15 October 2009
Syekh Puji and the Office of the Attorney General...
The Office of the Attorney General (AGO) has stated that it intends to appeal against the preliminary decision handed down by the Ungaran District Court in the case of child sexual abuse against Pujiantocahyo Widianto or Syekh Puji as he is known by his followers.
The Ungaran District Court dismissed the indictment for being incomplete and vague. The rationale of the court was that the indictment failed to detail explicitly how and when the offenses were committed. Presumably, the prosecutors failed, according to the court, to get into the nitty gritty of detailing what type of sex was had, when the sexual intercourse occurred, and where. Any amended indictment that seeks to satisfy the court in this regard is certainly going to make for interesting reading.

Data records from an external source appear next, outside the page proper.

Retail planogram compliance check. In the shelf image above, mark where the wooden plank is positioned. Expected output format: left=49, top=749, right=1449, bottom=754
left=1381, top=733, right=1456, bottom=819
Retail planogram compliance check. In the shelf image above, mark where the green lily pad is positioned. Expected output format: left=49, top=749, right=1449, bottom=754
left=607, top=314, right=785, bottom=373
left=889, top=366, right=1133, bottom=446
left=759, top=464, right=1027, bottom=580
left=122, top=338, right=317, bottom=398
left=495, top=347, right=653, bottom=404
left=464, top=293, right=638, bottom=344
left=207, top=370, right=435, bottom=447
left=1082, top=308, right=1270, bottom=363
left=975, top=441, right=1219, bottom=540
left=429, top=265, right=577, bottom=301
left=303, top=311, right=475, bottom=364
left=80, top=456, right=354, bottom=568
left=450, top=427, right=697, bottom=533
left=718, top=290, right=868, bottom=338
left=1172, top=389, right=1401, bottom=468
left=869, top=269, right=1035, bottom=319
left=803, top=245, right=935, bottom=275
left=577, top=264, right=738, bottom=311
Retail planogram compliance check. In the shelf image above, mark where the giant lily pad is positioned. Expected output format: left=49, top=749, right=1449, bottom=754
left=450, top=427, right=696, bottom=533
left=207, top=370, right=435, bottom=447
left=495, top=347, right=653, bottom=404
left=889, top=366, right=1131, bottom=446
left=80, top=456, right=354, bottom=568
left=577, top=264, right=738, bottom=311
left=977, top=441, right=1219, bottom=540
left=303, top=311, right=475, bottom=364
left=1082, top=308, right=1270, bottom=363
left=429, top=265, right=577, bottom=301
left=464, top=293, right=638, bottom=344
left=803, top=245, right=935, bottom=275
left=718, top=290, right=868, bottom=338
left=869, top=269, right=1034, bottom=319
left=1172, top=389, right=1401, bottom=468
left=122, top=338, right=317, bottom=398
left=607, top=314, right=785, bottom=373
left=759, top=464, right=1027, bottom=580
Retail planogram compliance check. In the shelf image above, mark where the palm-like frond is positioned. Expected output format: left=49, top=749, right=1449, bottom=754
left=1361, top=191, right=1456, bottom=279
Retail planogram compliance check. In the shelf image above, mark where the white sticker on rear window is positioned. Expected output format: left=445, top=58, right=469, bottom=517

Albeit, it seems that the trend to explicit detail in indictments regarding sexual activity has already been started by the AGO in the case against Antasari Azhar in the South Jakarta District Court. The indictment read out by the prosecutors in the Antasari case caused some controversy as it was the first time the sexual practices of a former public official were entered into the court records. The indictment detailed Antasari's need for some hand relief (also known as a happy ending or being masturbated) from someone else's wife. For which he paid USD 500.
Back to the Syekh. The AGO is going to appeal to the Central Java High Court seeking the court to overturn the ruling. If they are successful in their appeal, then the Central Java High Court is most likely to order the matter to proceed in the Ungaran District Court. The appeal is based on a cause of action that the court / judges erred in their application of the relevant laws. Simply, the indictment is not flawed but the legal reasoning of the judges is flawed in this case.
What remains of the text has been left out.